Endocrinology is a subdiscipline of the broader field, physiology, and is concerned with the study of chemical messengers, hormones, substances secreted by cells of the endocrine glands (ductless glands) and tissues that regulate the activity of other cells in the body. Endocrine glands secrete their hormones into the immediate extracellular space; from here, the hormones enter the circulatory system. These ductless glands differ from the exocrine glands (e.g., salivary glands) whose products are released into ducts that lead to the digestive tract and then to the exterior of the body. Endocrinology is, therefore the study of the ductless glands or tissues and their hormonal products.

The body tries to achieve homeostasis through hormones. Maintenance of a constant internal environment is necessary for the normal functioning of the various cellular components of tissues and organs. The body maintains precise control over the concentrations of substances by having a precise set point, like a thermostat. This is where positive and negative feedback systems come into play. A negative feedback system is when there is increased metabolite availability. An example of a positive feedback system is when rising concentrations of a hormone cause another gland to release a second hormone, which is then stimulatory to an increased output of the first hormone.

Peptide hormones are composed of amino acids and include such hormones as FSH, LH, PRL, and GH. Like other proteins, they are synthesized on ribosomes where their specific amino acid sequence is determined (translated) by a specific messenger RNA sequence (codon). Steroid hormones are produced by steroidogenic tissue or adrenal or gonadal origin. The steroidogenic tissue of the gonads produces a number of sex (gonadal) steroids: androgens (masculizing), estrogens (feminizing), and progestins (related to pregnancy and gestation). The testes produce testosterone; in the ovary estradiol and progesterone are the main steroids synthesized and secreted. During pregnancy the placenta is an additional source of estrogens and progestins.  
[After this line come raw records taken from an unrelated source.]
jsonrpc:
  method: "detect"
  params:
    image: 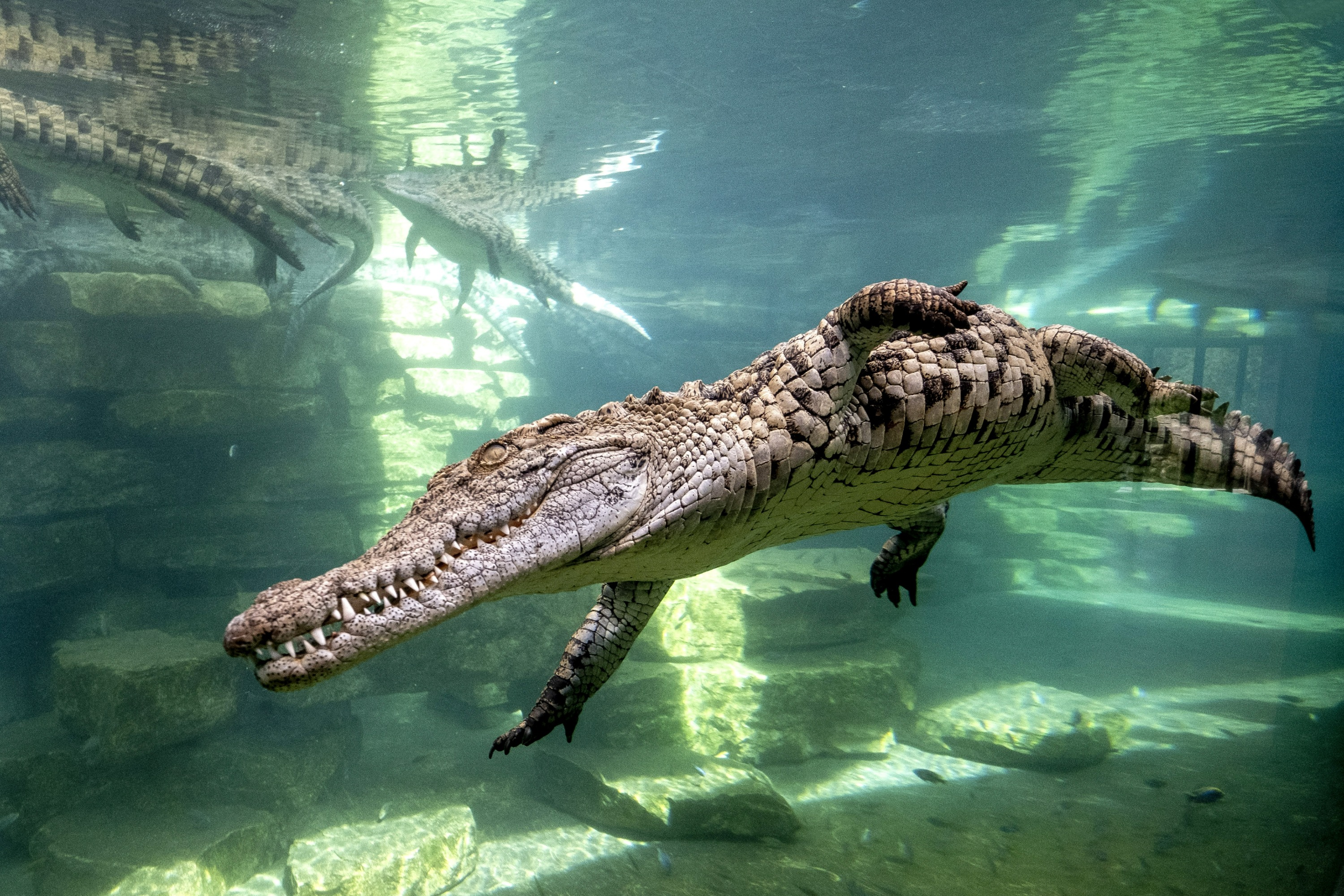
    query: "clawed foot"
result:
[868,557,923,607]
[487,712,579,759]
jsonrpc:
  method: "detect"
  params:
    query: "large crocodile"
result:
[224,280,1314,754]
[0,89,374,309]
[374,129,649,339]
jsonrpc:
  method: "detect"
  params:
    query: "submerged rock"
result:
[583,642,919,764]
[43,271,270,320]
[116,504,358,572]
[0,712,85,836]
[108,861,224,896]
[915,681,1129,771]
[52,629,237,758]
[535,750,800,840]
[285,806,477,896]
[30,805,282,896]
[0,516,112,599]
[108,390,325,434]
[0,440,179,517]
[633,548,892,661]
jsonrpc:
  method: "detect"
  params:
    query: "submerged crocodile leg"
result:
[453,265,476,314]
[102,199,140,243]
[868,501,948,607]
[0,148,38,220]
[247,243,278,286]
[406,224,425,270]
[491,579,672,756]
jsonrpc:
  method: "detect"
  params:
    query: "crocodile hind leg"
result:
[0,148,38,220]
[491,579,672,756]
[102,199,140,243]
[868,501,948,607]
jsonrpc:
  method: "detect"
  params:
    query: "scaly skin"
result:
[376,168,574,311]
[0,90,374,304]
[0,89,302,270]
[224,280,1312,754]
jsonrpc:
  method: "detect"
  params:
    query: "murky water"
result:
[0,0,1344,896]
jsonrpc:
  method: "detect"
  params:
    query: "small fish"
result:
[1185,787,1226,803]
The pituitary gland has often been referred to as the master endocrine gland of vertebrates. However, it is subservient to hormonal stimuli derived from the brain and other endocrine glands. The pituitary gland in the human male is smaller than the tip of the little finger and weighs less than one gram, its size in the human female becomes larger during pregnancy. It is recessed within the sella turica of the sphenoid bone, beneath the hypothalamus near the optic chiasm. A number of peptide hormones are produced by the pituitary. These hormones regulate such target organs as the gonads, the adrenals, and the thyroid gland. The mammary glands, uterus, kidneys, and other tissues are also controlled by hypophysial hormones.   Hormones of the pituitary include, FSH, LH, PRL, GH and oxytocin and are released into the bloodstream where they circulate to interact with their target tissues. GH plays an essential role in general body growth, whereas PRL stimulates the growth of specialized tissues such as the mammary gland during pregnancy and lactation. Oxytocin is released from the pituitary in response to suckling. Pituitary hormone secretions are clearly adaptive in nature, as hormones play essential roles under conditions of special needs. For example, the reproductive cycles of many animals are linked to seasonal changes in day length.